With McAfee Active Response, analysts and administrators can access rich security event and state details from endpoints on demand and set up persistent collectors to monitor for risky changes in security posture. This continuous visibility improves threat detection and expands incident response capabilities with detailed live, interactive, and ongoing investigation and analysis. Insights become part of comprehensive reporting and prioritised alerts and actions via ePO. By adding on to an existing central management environment, users gain unified deployment, monitoring, scalability and extensibility, with no extra management agent and no need for incremental staff to administer.

Open Platform and Expanding Threat Intelligence Ecosystem

The Security Connected platform from Intel Security was designed to orchestrate management, analytics and intelligence operations. Taking the concept of Security Connected a step further down the path of true integration, Intel Security’s new strategy relies heavily on the ongoing development and evolution of an open platform built on standards and published interfaces for multi-vendor security information sharing.

To improve detection of threats through sharing of threat intelligence, Intel Security now supports the STIX and TAXII standards. Explaining details of zero-day and targeted malware, McAfee Advanced Threat Defense now generates a thorough malware report in STIX format that can be consumed by other compliant analysis or reporting products, including the McAfee Enterprise Security Manager. Additionally, the McAfee Threat Intelligence Exchange and McAfee Enterprise Security Manager can both ingest third-party threat intelligence in STIX format to enrich analysis and permit correlation between internal and external threat data.

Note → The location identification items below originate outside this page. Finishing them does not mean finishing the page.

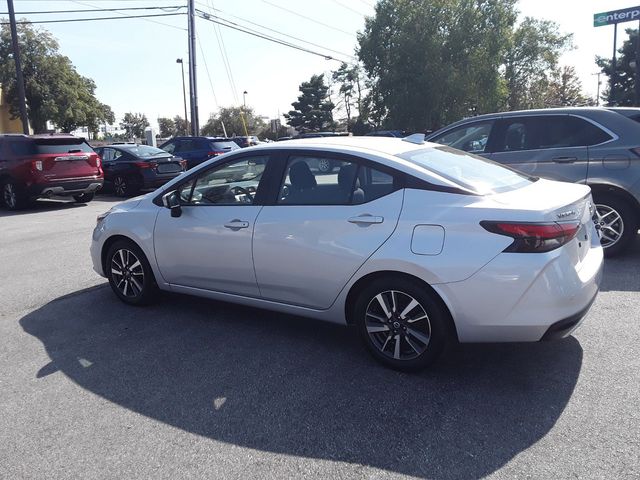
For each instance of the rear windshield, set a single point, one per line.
(469, 171)
(49, 146)
(144, 151)
(229, 145)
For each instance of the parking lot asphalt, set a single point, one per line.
(191, 388)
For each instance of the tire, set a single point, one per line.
(325, 165)
(134, 284)
(422, 332)
(124, 186)
(84, 197)
(616, 222)
(14, 196)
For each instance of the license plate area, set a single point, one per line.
(169, 167)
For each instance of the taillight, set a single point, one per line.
(145, 164)
(534, 237)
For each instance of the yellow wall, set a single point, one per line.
(8, 124)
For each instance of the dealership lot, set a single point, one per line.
(95, 389)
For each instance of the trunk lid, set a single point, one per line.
(64, 158)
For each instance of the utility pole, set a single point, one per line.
(637, 69)
(18, 63)
(193, 81)
(184, 96)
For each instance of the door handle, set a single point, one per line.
(236, 224)
(565, 159)
(365, 220)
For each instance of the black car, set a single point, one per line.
(196, 150)
(130, 168)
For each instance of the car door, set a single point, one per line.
(548, 146)
(209, 245)
(322, 227)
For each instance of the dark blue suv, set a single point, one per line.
(196, 150)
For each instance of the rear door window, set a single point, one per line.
(548, 132)
(472, 137)
(221, 146)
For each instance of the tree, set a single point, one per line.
(181, 126)
(234, 119)
(54, 90)
(134, 124)
(535, 46)
(312, 111)
(350, 88)
(624, 75)
(167, 127)
(434, 61)
(565, 89)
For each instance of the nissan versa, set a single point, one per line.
(416, 244)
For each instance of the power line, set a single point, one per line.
(225, 23)
(68, 20)
(278, 32)
(46, 12)
(122, 14)
(310, 19)
(346, 7)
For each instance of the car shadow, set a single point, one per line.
(55, 204)
(294, 386)
(621, 272)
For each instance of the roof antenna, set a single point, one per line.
(417, 138)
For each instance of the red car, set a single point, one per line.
(36, 166)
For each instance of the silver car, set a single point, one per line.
(415, 244)
(599, 147)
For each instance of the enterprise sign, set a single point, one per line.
(616, 16)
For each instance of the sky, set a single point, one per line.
(133, 61)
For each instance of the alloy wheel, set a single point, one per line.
(9, 195)
(398, 325)
(127, 273)
(120, 186)
(609, 225)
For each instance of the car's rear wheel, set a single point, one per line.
(616, 223)
(130, 274)
(14, 196)
(402, 324)
(84, 197)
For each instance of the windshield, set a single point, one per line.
(144, 151)
(469, 171)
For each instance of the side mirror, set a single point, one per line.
(171, 201)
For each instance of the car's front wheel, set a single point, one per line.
(616, 223)
(130, 274)
(402, 324)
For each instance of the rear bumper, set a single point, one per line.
(66, 188)
(524, 297)
(564, 327)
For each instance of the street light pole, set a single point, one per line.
(184, 96)
(193, 81)
(18, 63)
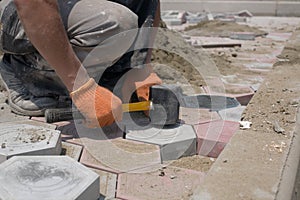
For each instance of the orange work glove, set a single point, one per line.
(98, 105)
(139, 80)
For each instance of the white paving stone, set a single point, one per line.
(174, 142)
(47, 178)
(232, 114)
(26, 139)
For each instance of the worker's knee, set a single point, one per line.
(92, 21)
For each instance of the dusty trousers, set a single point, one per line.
(101, 32)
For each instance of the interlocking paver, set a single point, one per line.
(195, 116)
(72, 150)
(119, 155)
(169, 183)
(213, 136)
(7, 116)
(108, 184)
(242, 94)
(174, 142)
(26, 139)
(232, 114)
(51, 177)
(212, 102)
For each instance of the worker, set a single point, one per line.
(53, 48)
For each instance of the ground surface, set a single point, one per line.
(230, 62)
(199, 70)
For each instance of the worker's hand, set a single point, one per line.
(139, 80)
(99, 106)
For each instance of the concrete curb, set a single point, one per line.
(272, 8)
(290, 170)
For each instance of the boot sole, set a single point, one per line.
(16, 109)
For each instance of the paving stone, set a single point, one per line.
(3, 97)
(279, 36)
(241, 93)
(169, 183)
(119, 155)
(213, 136)
(108, 184)
(241, 80)
(243, 36)
(68, 131)
(39, 119)
(36, 123)
(232, 114)
(213, 42)
(26, 139)
(212, 102)
(174, 141)
(72, 150)
(7, 116)
(259, 66)
(50, 177)
(195, 116)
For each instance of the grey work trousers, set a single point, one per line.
(100, 32)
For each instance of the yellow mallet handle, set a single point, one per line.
(139, 106)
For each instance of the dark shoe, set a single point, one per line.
(20, 99)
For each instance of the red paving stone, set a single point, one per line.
(176, 184)
(68, 130)
(195, 116)
(120, 155)
(213, 136)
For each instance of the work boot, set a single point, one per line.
(20, 99)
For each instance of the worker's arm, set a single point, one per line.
(44, 28)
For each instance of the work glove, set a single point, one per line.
(139, 80)
(98, 105)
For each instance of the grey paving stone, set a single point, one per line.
(174, 142)
(25, 139)
(108, 184)
(3, 97)
(7, 116)
(47, 177)
(72, 150)
(232, 114)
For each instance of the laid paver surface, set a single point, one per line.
(165, 183)
(213, 136)
(54, 177)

Changing the dynamics of threat detection and response, the McAfee Data Exchange Layer (DXL) is an ultra-fast, bidirectional communication fabric that enables information and context sharing between connected technologies. Through the Intel Security Innovation Alliance, security solutions from 16 vendors are now running on or working with DXL, creating an advanced security ecosystem for enterprises. For more information about McAfee DXL visit HERE.

About Intel Security

McAfee is now part of Intel Security. With its Security Connected strategy, innovative approach to hardware-enhanced security, and unique Global Threat Intelligence, Intel Security is intensely focused on developing proactive, proven security solutions and services that protect systems, networks, and mobile devices for business and personal use around the world. Intel Security is combining the experience and expertise of McAfee with the innovation and proven performance of Intel to make security an essential ingredient in every architecture and on every computing platform. The mission of Intel Security is to give everyone the confidence to live and work safely and securely in the digital world.